INFO[0000] Max ESS: 21 Max JL: 12 Max JE: 21
INFO[0000] Using template dir: ./templates
INFO[0000] Running on http://127.0.0.1:8080

To view the TREAT web interface, point your web browser at http://localhost:8080. By default, treat will listen on port 8080.

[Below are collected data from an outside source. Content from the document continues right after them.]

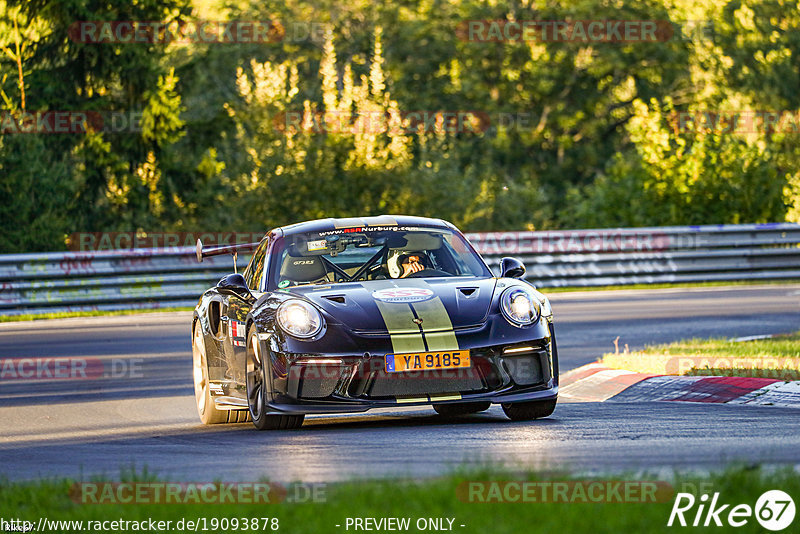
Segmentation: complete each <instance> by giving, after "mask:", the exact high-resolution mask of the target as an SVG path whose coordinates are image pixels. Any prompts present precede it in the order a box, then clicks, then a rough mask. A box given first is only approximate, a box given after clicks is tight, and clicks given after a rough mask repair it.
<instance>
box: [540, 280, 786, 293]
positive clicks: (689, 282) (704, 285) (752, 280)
mask: <svg viewBox="0 0 800 534" xmlns="http://www.w3.org/2000/svg"><path fill="white" fill-rule="evenodd" d="M797 283H800V279H790V280H736V281H732V282H679V283H674V284H630V285H616V286H596V287H540V288H539V290H540V291H542V292H543V293H545V294H547V293H571V292H575V291H616V290H619V289H672V288H690V289H691V288H704V287H739V286H744V287H746V286H780V285H786V284H797ZM534 285H536V282H535V281H534Z"/></svg>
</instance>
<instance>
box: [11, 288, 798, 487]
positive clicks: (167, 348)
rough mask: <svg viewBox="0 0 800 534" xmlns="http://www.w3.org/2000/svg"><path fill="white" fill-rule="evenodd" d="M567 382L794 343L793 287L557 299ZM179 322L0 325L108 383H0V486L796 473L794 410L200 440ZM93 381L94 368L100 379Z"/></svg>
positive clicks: (565, 406)
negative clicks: (76, 478)
mask: <svg viewBox="0 0 800 534" xmlns="http://www.w3.org/2000/svg"><path fill="white" fill-rule="evenodd" d="M552 302H553V307H554V310H555V313H556V319H557V335H558V340H559V349H560V354H561V370H562V372H563V371H565V370H567V369H570V368H573V367H576V366H579V365H582V364H584V363H588V362H590V361H593V360H594V359H595V358H596V357H597V356H599V355H600V354H601V353H602V352H604V351H608V350H612V349H613V345H612V342H613V340H614V338H616V337H617V336H619V338H620V345H621V346H622V345H624V344H626V343H627V344H628V345H629V346H630V348H631V349H636V348H640V347H641V346H642V345H644V344H647V343H657V342H666V341H673V340H678V339H682V338H688V337H709V336H725V337H740V336H749V335H758V334H775V333H785V332H791V331H795V330H797V329H799V328H800V285H797V284H794V285H782V286H760V287H756V286H744V287H734V288H731V289H726V288H707V289H700V288H698V289H665V290H643V291H638V290H637V291H602V292H580V293H556V294H554V295H553V296H552ZM189 319H190V314H189V313H175V314H141V315H133V316H126V317H111V318H87V319H63V320H55V321H46V322H31V323H7V324H2V325H0V358H9V357H13V358H20V357H30V358H56V357H60V356H61V357H66V356H68V357H84V358H87V359H92V360H91V361H94V362H100V361H104V362H105V369H106V371H107V372H108V371H109V369H110V370H111V372H112V374H113V375H114V376H107V377H97V378H95V379H92V380H49V381H41V380H37V381H27V382H23V381H21V380H13V379H12V380H2V381H0V459H2V462H0V478H2V477H3V476H6V477H8V478H9V479H12V480H17V479H32V478H38V477H41V476H58V475H60V476H73V477H80V478H88V477H90V476H94V475H107V476H109V477H113V478H118V477H119V476H120V473H121V472H123V471H130V470H131V469H134V470H141V469H143V468H145V467H146V468H147V470H148V472H150V473H155V474H157V475H159V476H160V477H162V478H163V479H164V480H191V481H212V480H217V479H218V480H225V481H235V480H240V481H254V480H258V479H260V478H262V477H268V478H270V479H272V480H277V481H297V480H302V481H305V482H320V481H326V482H330V481H335V480H342V479H347V478H352V477H370V478H373V477H383V476H395V475H408V476H435V475H437V474H440V473H442V472H445V471H449V470H451V469H453V468H455V467H457V466H462V465H464V464H475V465H478V464H482V463H486V462H491V463H493V464H496V465H503V466H507V467H509V468H511V469H519V468H532V469H546V470H551V469H554V468H561V467H564V468H566V467H572V468H578V469H581V470H589V471H593V472H596V471H614V472H619V471H626V472H631V471H648V472H658V471H660V470H663V469H667V470H672V469H687V468H701V469H705V468H713V467H718V466H720V465H723V464H726V463H727V462H730V461H738V462H745V463H753V462H761V463H768V464H791V465H796V466H798V468H800V410H793V409H784V408H770V407H750V406H725V405H706V404H699V403H698V404H694V403H677V402H672V403H655V402H653V403H631V404H622V403H610V402H607V403H575V404H566V403H564V404H559V406H558V408H557V409H556V412H555V414H554V415H553V416H552V417H551V418H549V419H546V420H541V421H535V422H531V423H512V422H510V421H508V420H506V418H505V416H504V415H503V413H502V411H501V409H500V408H499V407H492V408H491V409H490V410H489V411H488V412H485V413H483V414H480V415H474V416H469V417H463V418H461V419H457V420H444V419H442V418H440V417H439V416H437V415H436V414H435V413H434V412H433V410H432V409H427V408H425V409H420V408H407V409H404V410H383V411H376V412H368V413H367V414H358V415H348V416H317V417H309V418H307V419H306V423H305V425H304V426H303V428H302V429H300V430H297V431H290V432H257V431H256V430H255V429H254V428H253V427H252V425H251V424H250V423H245V424H240V425H226V426H210V427H204V426H203V425H201V424H200V423H199V420H198V418H197V415H196V412H195V408H194V396H193V388H192V383H191V352H190V339H189ZM101 368H102V366H101Z"/></svg>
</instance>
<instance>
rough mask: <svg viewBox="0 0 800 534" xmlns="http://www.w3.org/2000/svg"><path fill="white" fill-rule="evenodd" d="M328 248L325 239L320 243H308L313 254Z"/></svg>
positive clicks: (327, 242)
mask: <svg viewBox="0 0 800 534" xmlns="http://www.w3.org/2000/svg"><path fill="white" fill-rule="evenodd" d="M326 248H328V242H327V241H325V240H324V239H320V240H319V241H309V242H308V251H309V252H313V251H315V250H325V249H326Z"/></svg>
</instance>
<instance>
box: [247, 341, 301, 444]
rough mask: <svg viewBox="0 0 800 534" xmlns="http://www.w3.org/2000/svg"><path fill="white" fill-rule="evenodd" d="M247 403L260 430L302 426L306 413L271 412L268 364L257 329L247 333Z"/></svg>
mask: <svg viewBox="0 0 800 534" xmlns="http://www.w3.org/2000/svg"><path fill="white" fill-rule="evenodd" d="M246 365H247V368H246V369H245V371H246V382H247V404H248V406H249V407H250V417H251V418H252V421H253V425H254V426H255V427H256V428H257V429H259V430H289V429H294V428H300V426H301V425H302V424H303V419H305V417H306V416H305V414H300V415H276V414H269V413H267V412H268V411H269V407H268V406H267V403H268V397H269V391H268V388H267V376H268V374H267V371H268V369H267V364H266V362H265V360H264V358H263V354H262V350H261V344H260V342H259V341H258V336H257V335H256V331H255V329H251V330H250V332H248V335H247V363H246Z"/></svg>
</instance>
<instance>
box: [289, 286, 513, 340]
mask: <svg viewBox="0 0 800 534" xmlns="http://www.w3.org/2000/svg"><path fill="white" fill-rule="evenodd" d="M496 283H497V279H496V278H472V277H468V278H465V277H459V278H449V277H448V278H426V279H421V278H412V279H405V280H374V281H369V282H349V283H342V284H333V285H327V286H302V287H293V288H290V289H288V290H284V291H286V292H287V293H290V294H295V295H298V296H302V297H304V298H306V299H308V300H310V301H311V302H313V303H314V304H316V305H317V306H318V307H320V308H322V309H323V310H325V312H327V313H328V314H329V315H330V316H332V317H333V318H334V319H335V320H336V321H337V322H341V323H342V324H344V325H345V326H347V327H348V328H349V329H351V330H353V331H356V332H365V333H367V332H376V333H377V332H387V331H391V332H393V333H416V332H419V331H420V329H421V328H422V329H424V330H425V331H426V332H434V331H446V330H453V329H458V328H463V327H469V326H475V325H480V324H482V323H483V322H485V321H486V317H487V314H488V312H489V306H490V305H491V303H492V296H493V294H494V289H495V284H496Z"/></svg>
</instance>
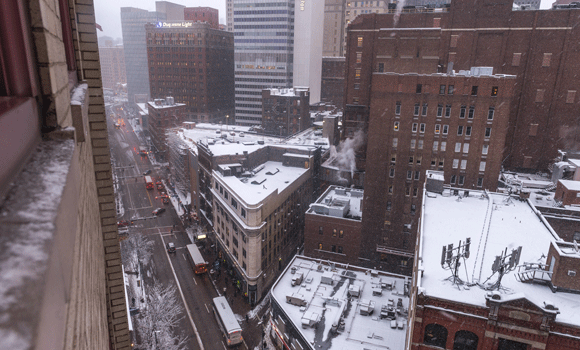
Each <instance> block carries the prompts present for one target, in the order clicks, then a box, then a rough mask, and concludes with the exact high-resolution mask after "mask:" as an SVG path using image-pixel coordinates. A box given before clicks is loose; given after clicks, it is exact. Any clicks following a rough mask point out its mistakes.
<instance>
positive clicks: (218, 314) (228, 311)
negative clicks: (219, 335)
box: [213, 297, 243, 346]
mask: <svg viewBox="0 0 580 350" xmlns="http://www.w3.org/2000/svg"><path fill="white" fill-rule="evenodd" d="M213 313H214V315H215V318H216V320H217V321H218V325H219V326H220V328H221V330H222V332H223V333H224V336H225V337H226V341H227V344H228V346H232V345H237V344H240V343H241V342H242V341H243V339H242V327H240V324H239V323H238V320H237V319H236V316H235V315H234V312H233V311H232V309H231V308H230V305H229V304H228V301H227V300H226V297H217V298H213Z"/></svg>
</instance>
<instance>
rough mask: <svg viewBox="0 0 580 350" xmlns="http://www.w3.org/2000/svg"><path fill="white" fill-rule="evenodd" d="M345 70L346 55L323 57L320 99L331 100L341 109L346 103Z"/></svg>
mask: <svg viewBox="0 0 580 350" xmlns="http://www.w3.org/2000/svg"><path fill="white" fill-rule="evenodd" d="M344 70H345V58H344V57H322V82H321V88H320V100H321V101H323V102H330V103H332V104H333V105H335V106H336V107H338V108H339V109H342V107H343V103H344Z"/></svg>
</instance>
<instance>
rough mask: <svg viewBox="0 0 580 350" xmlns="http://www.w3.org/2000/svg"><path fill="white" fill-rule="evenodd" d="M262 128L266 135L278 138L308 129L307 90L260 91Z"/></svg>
mask: <svg viewBox="0 0 580 350" xmlns="http://www.w3.org/2000/svg"><path fill="white" fill-rule="evenodd" d="M262 127H263V128H264V132H265V133H266V134H271V135H279V136H289V135H294V134H296V133H298V132H300V131H302V130H305V129H307V128H308V127H310V94H309V91H308V88H300V87H295V88H291V89H264V90H262Z"/></svg>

docs/treat-screen-shot.png

Building from source

TREAT is written in go and uses glide for managing dependencies. To build from source first install go runtime and glide.

Clone the repository:

$ git clone https://github.com/ubccr/treat
$ cd treat

Resolve dependencies and build treat:

$ glide install
$ go test
$ cd cmd/treat
$ go build .

References

  • Rachel M. Simpson, Andrew E. Bruno, Jonathan E. Bard, Michael J. Buck and Laurie K. Read. High-throughput sequencing of partially edited trypanosome mRNAs reveals barriers to editing progression and evidence for alternative editing. RNA, 2016. http://dx.doi.org/10.1261/rna.055160.115

License

TREAT is released under the GPLv3 license. See the LICENSE file. TREAT logo designed by Nicole B. Laski.